I need to find the limit of
$$\lim _{x \rightarrow \infty}\left(\frac{a^{1 / x}+b^{1 / x}}{2}\right)^x.$$
I've calulated the limit on Mathamatica and it equals $\sqrt{a} \sqrt{b}$.
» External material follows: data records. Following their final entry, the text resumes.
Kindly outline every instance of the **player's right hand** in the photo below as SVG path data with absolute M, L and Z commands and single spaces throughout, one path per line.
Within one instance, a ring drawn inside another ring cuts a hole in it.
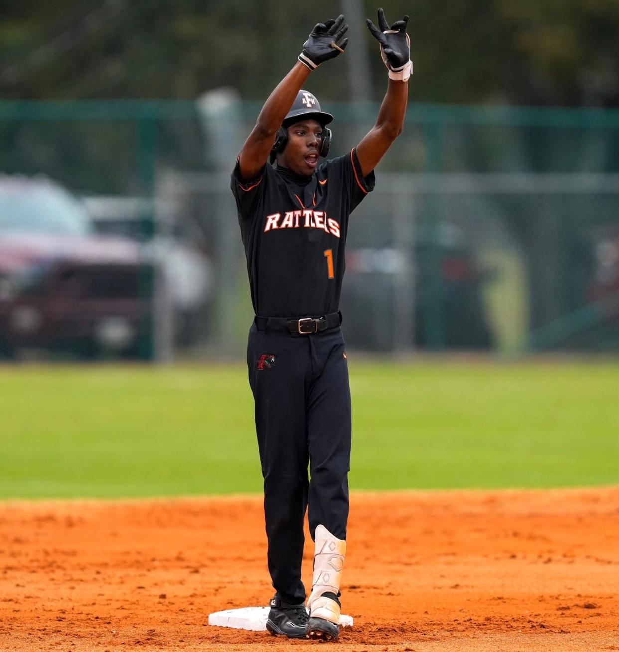
M 343 23 L 343 16 L 336 20 L 319 23 L 303 44 L 303 51 L 297 57 L 301 63 L 313 70 L 324 61 L 343 52 L 348 44 L 347 38 L 342 40 L 348 31 L 348 25 Z

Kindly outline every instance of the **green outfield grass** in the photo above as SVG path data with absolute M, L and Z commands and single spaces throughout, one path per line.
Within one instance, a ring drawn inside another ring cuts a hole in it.
M 353 489 L 619 482 L 615 365 L 349 362 Z M 0 367 L 0 497 L 261 482 L 241 365 Z

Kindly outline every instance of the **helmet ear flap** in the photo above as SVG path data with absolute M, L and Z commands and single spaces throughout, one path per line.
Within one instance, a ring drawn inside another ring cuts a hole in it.
M 269 160 L 271 163 L 275 160 L 275 156 L 278 152 L 282 151 L 288 142 L 288 130 L 284 126 L 280 126 L 278 129 L 277 135 L 275 136 L 275 142 L 271 147 L 271 153 L 269 155 Z
M 320 154 L 321 156 L 326 158 L 329 153 L 329 147 L 331 146 L 331 136 L 332 134 L 331 130 L 328 126 L 323 127 L 323 142 L 321 145 Z

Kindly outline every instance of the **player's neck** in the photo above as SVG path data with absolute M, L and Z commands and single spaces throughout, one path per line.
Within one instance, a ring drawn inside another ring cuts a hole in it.
M 283 168 L 279 163 L 277 164 L 275 169 L 287 181 L 291 181 L 293 183 L 296 183 L 298 186 L 306 186 L 311 181 L 313 176 L 312 175 L 310 177 L 306 177 L 303 175 L 296 174 L 291 170 L 289 170 L 287 168 Z

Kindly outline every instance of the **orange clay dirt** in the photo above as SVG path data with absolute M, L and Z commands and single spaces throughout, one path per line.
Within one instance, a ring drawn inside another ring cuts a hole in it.
M 0 649 L 619 650 L 619 488 L 353 494 L 354 627 L 331 644 L 207 625 L 271 597 L 263 518 L 260 497 L 0 503 Z

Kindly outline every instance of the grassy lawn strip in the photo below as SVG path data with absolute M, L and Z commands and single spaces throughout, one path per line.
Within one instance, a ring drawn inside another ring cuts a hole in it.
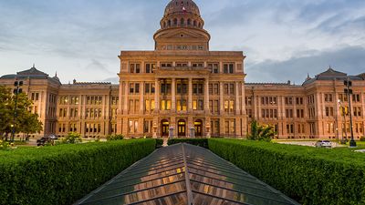
M 0 204 L 72 204 L 155 144 L 133 139 L 0 151 Z
M 209 139 L 209 149 L 303 204 L 365 204 L 365 154 L 351 149 Z

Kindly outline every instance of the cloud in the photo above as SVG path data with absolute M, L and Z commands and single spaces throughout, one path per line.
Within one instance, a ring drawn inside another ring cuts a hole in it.
M 43 67 L 62 67 L 58 75 L 63 82 L 116 77 L 120 49 L 153 49 L 152 36 L 160 28 L 168 2 L 0 1 L 0 76 L 14 73 L 14 67 L 28 68 L 36 62 Z M 349 72 L 351 70 L 345 69 L 357 67 L 359 60 L 347 60 L 351 56 L 344 45 L 349 48 L 365 46 L 363 0 L 195 2 L 212 36 L 211 49 L 243 50 L 247 56 L 250 81 L 302 81 L 306 69 L 310 73 L 313 67 L 322 71 L 329 64 Z M 335 54 L 339 59 L 330 59 Z M 339 60 L 348 67 L 341 67 Z M 288 69 L 289 66 L 300 70 Z M 280 77 L 272 71 L 276 68 L 292 74 Z M 85 69 L 92 72 L 85 75 Z M 256 69 L 267 70 L 267 76 Z
M 305 55 L 286 61 L 266 60 L 246 67 L 247 82 L 286 82 L 301 84 L 309 73 L 312 77 L 330 66 L 349 75 L 359 75 L 365 70 L 365 47 L 347 46 L 323 52 L 304 51 Z M 313 55 L 308 55 L 313 53 Z
M 88 71 L 101 71 L 101 72 L 107 73 L 107 74 L 113 74 L 113 72 L 110 71 L 107 68 L 107 66 L 103 65 L 102 63 L 100 63 L 99 61 L 98 61 L 96 59 L 92 59 L 91 63 L 89 63 L 88 66 L 86 66 L 85 69 Z

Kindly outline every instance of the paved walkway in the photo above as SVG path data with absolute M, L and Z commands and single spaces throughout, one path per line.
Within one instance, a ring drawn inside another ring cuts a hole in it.
M 298 203 L 208 149 L 178 144 L 154 151 L 76 204 Z

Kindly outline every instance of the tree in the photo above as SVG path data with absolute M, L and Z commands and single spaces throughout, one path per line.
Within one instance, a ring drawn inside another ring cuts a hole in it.
M 82 138 L 79 133 L 69 132 L 62 142 L 66 144 L 78 144 L 82 142 Z
M 13 126 L 15 126 L 16 133 L 31 134 L 42 130 L 42 122 L 38 120 L 38 116 L 29 111 L 32 104 L 26 94 L 18 94 L 14 125 L 16 95 L 12 94 L 10 88 L 0 86 L 0 137 L 2 138 L 7 140 L 9 134 L 13 131 Z
M 251 123 L 251 135 L 247 137 L 250 140 L 271 141 L 275 137 L 274 126 L 259 125 L 256 120 Z

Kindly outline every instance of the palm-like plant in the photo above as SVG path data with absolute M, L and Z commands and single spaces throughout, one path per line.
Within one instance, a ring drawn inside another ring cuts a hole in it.
M 274 126 L 259 125 L 256 120 L 251 123 L 251 135 L 247 137 L 250 140 L 271 141 L 275 137 Z

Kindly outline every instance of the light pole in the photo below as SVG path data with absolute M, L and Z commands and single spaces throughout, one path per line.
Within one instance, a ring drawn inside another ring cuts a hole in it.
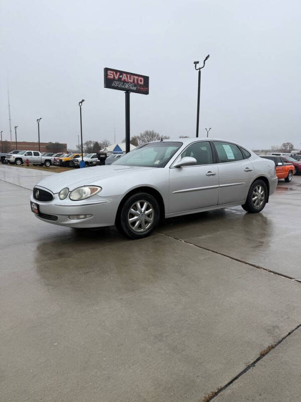
M 40 119 L 37 119 L 37 123 L 38 123 L 38 137 L 39 138 L 39 152 L 40 152 L 40 122 L 42 120 L 42 117 L 40 117 Z
M 208 134 L 209 134 L 209 131 L 211 130 L 211 128 L 210 127 L 210 129 L 205 129 L 206 131 L 207 132 L 207 138 L 208 138 Z
M 200 92 L 201 90 L 201 70 L 205 67 L 205 63 L 206 61 L 209 58 L 209 55 L 205 58 L 204 60 L 204 64 L 202 67 L 199 67 L 197 68 L 197 65 L 200 62 L 199 61 L 194 61 L 193 63 L 195 65 L 195 68 L 199 71 L 199 81 L 198 85 L 198 110 L 197 111 L 197 137 L 199 137 L 199 120 L 200 118 Z
M 17 145 L 17 129 L 18 128 L 18 126 L 15 126 L 15 134 L 16 134 L 16 150 L 18 151 L 18 145 Z
M 79 103 L 78 106 L 79 106 L 79 113 L 80 115 L 80 139 L 81 140 L 81 154 L 82 154 L 82 162 L 84 160 L 84 155 L 83 155 L 83 130 L 82 127 L 82 122 L 81 122 L 81 106 L 83 104 L 83 103 L 85 102 L 84 99 L 82 99 L 80 102 Z

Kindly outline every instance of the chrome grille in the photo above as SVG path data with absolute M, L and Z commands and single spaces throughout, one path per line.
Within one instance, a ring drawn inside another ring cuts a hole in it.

But I've tried more to reach that value but failed .
This is what I've done:
\begin{align*} \lim _{x \rightarrow \infty}\left(\frac{a^{1 / x}+b^{1 / x}}{2}\right)^x & =\lim _{x \rightarrow \infty} e^{x \ln \left(\frac{a^{1 / x}+b^{1 / x}}{2}\right)} \\ & =\exp\left({\lim _{x \rightarrow \infty} x \ln \left(\frac{a^{1 / x}+b^{1 / x}}{2}\right)}\right) \\ & =\exp\left({\lim _{x \rightarrow \infty} x \ln \left(\frac{a^{1 / x}+b^{1 / x}}{2}\right)}\right) \\ & =\exp\left({\lim _{x \rightarrow \infty} \frac{\ln \left(\frac{a^{1 / x}+b^{1 / x}}{2}\right)}{\frac{1}{x}}}\right) \end{align*}
Also, \begin{align*} \frac{\mathrm{d}}{\mathrm{d}x}\left(\frac{\ln \left(\frac{a^{\frac{1}{x}}+b^{\frac{1}{x}}}{2}\right)}{\frac{1}{x}}\right) &=\frac{\frac{\frac{-a^{1 / x}}{2 x^2}-\frac{-b^{1 / x}}{2 x^2}}{\frac{a^{1 / x}+b^{1 / x}}{2}}}{-\frac{1}{x^2}}\\ &=\frac{-a^{1 / x}-b^{1 / x}}{a^{1 / x}+b^{1 / x}},\end{align*} so the original limit is $$\exp\left({\lim _{x \rightarrow \infty} \frac{-a^{1 / x}-b^{1 / x}}{a^{1 / x}+b^{1 / x}}}\right)$$
and stopped here!
How can I reach the value $\sqrt{a} \sqrt{b}$?